Иду по пустым коридорам в главный офис, и мой мозг прокручивает слайд-шоу наихудших вариантов развития событий. Все те же образ, персонаж и тема будто мелькают у меня перед глазами: письмо, Коннор, стыд. За три года я общался с директором всего раз. Когда я учился в десятом классе, то занял третье место в каком-то дурацком конкурсе рассказов, и мистер Ховард вручил мне награду на одном из общих собраний. Содержанием моей истории была поездка с папой на рыбалку в детстве и являлась, в сущности, жалким плагиатом на «Биг-Ривер» Хемингуэя. Не будет ничего удивительного, если мистер Ховард не вспомнит тот день, потому что на самом-то деле рассказ нельзя назвать незабываемым, а третье место – то же самое, что поражение. Но почему он хочет видеть меня сегодня?

Добравшись до его кабинета, пытаюсь вытереть ладони о рубашку, но суше они не становятся. Называю свое имя секретарше, и она показывает на открытую дверь позади себя. Мелкими шажками вхожу в нее, словно коп, приближающийся к темному углу. Вот только в этом сценарии у меня роль не копа. Коп – директор Ховард, что делает меня преступником. Доктор Шерман говорит, я часто катастрофизирую, и ничего плохого, из представляющегося мне, не произойдет, но вот оно доказательство того, что все мое беспокойство оправданно. Все части одного уравнения – отсутствие Коннора, плюс отсутствие Зо, плюс мое идиотское письмо, плюс вызов к директору – складываются в такой величины унижение и обреченность, какие я не могу исчислить.

Просовываю голову в дверь. Мистера Ховарда я не вижу, но за его столом сидят мужчина и женщина. В комнате нет ничего значительного или официального – я не таким представлял кабинет директора. Но на всех фотографиях – лицо мистера Ховарда, значит, я попал, куда нужно.
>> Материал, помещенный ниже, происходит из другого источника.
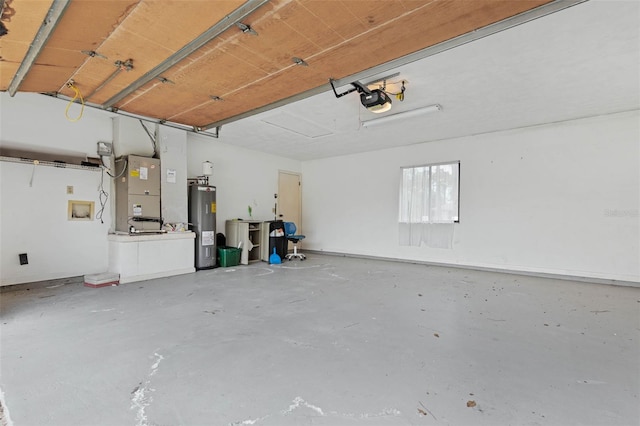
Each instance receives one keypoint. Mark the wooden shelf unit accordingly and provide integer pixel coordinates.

Мужчина сидит, согнувшись на стуле, поставив локти на колени, пиджак облегает его полные плечи. Женщина – в оцепенении, ее покрасневшие глаза смотрят на меня, но вряд ли видят.

– Прошу прощения, – говорю я, потому что у меня возникает чувство, будто я прервал разговор. – По громкоговорителю мне велели прийти в кабинет директора.
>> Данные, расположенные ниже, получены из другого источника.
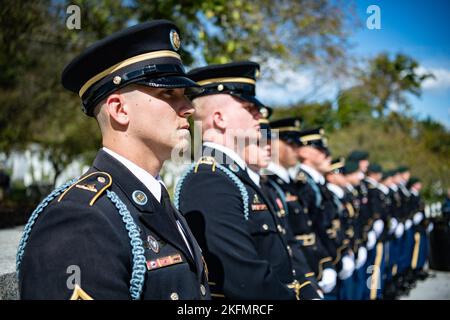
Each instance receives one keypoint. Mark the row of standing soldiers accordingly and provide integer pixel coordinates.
(242, 226)
(299, 225)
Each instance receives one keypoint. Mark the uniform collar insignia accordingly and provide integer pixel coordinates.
(139, 197)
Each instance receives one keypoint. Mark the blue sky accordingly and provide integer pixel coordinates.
(416, 27)
(420, 29)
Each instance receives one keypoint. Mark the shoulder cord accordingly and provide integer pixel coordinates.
(138, 273)
(228, 173)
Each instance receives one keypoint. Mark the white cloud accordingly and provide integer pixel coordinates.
(441, 80)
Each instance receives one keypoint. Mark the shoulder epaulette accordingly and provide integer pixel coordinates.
(94, 183)
(301, 177)
(206, 160)
(226, 171)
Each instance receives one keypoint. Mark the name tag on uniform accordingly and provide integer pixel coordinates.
(259, 207)
(164, 262)
(291, 197)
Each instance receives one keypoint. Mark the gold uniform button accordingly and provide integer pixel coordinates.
(203, 290)
(289, 250)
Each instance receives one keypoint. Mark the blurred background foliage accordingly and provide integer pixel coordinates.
(36, 45)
– Ты Эван, – говорит мужчина. Это не вопрос, но и не утверждение, потому я киваю в знак согласия.

Он садится прямо и наконец смотрит на меня.

– Мистер Ховард вышел. Мы хотим поговорить с тобой наедине.
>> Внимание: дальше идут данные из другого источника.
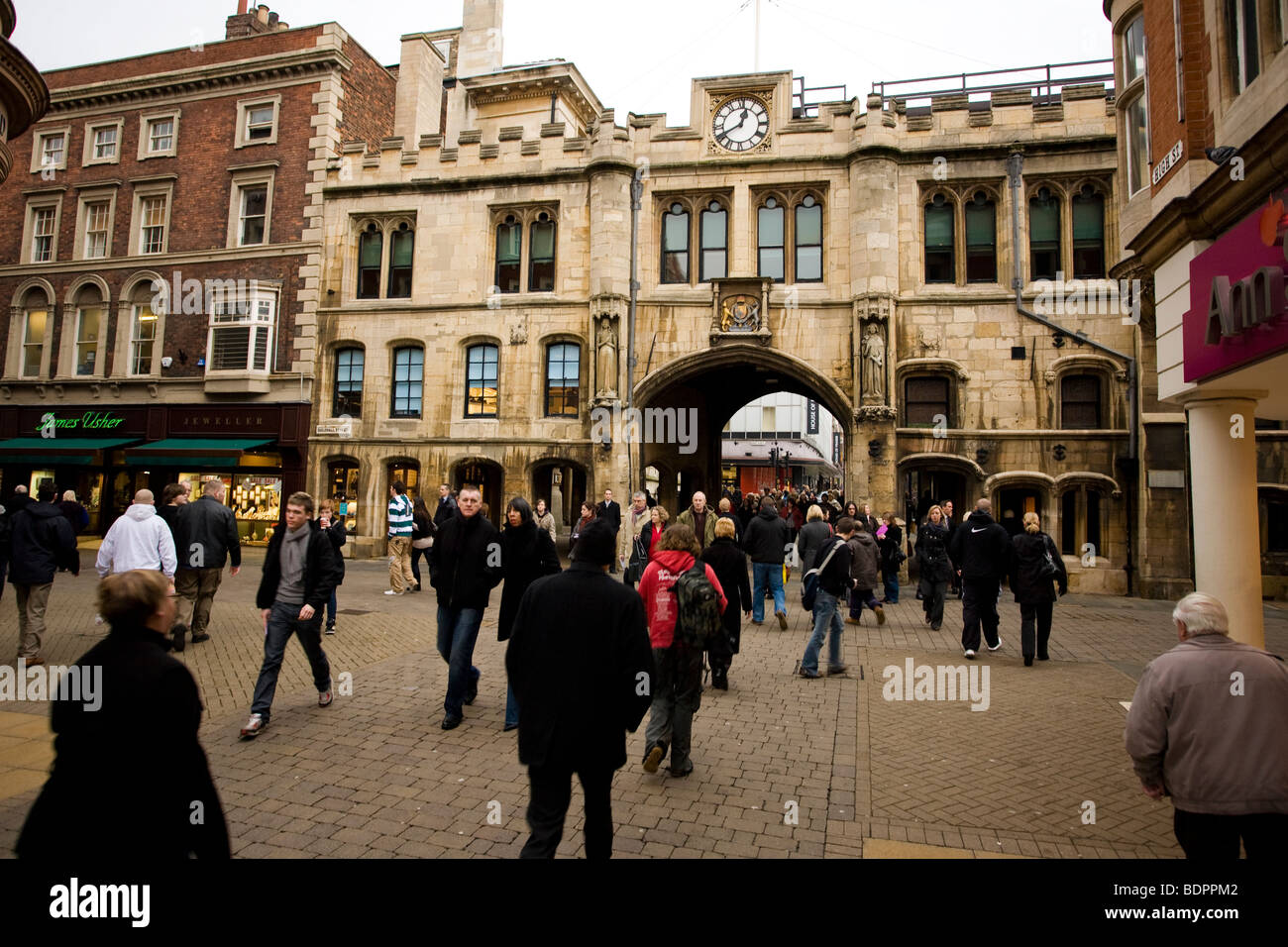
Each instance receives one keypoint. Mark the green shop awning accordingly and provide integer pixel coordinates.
(76, 451)
(197, 451)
Он показывает жестом на пустой стул. Приглашает сесть. Я не понимаю, что происходит. Кто эти люди? Они выглядят довольно мрачными для представителей какого-нибудь колледжа. Хотя я не имею ни малейшего понятия, как те должны выглядеть. Просто слышал, что к Трою Монтгомери, звезде нашей футбольной команды, приходили несколько таких представителей. Но он все-таки атлет и явно талантлив, а я – всего-навсего мальчишка, когда-то занявший третье место во второсортном литературном конкурсе. Так кто эти люди и чего они от меня хотят?

Сажусь, хотя голос у меня в голове советует постоять.

Мужчина поправляет галстук, и он оказывается у него между ног.

– Мы – родители Коннора.

Вот оно: худшее, что могло случиться. Ждал я, ждал, и на тебе. Но я до сих пор не знаю, почему родители Коннора Мерфи хотят поговорить со мной. Да еще наедине.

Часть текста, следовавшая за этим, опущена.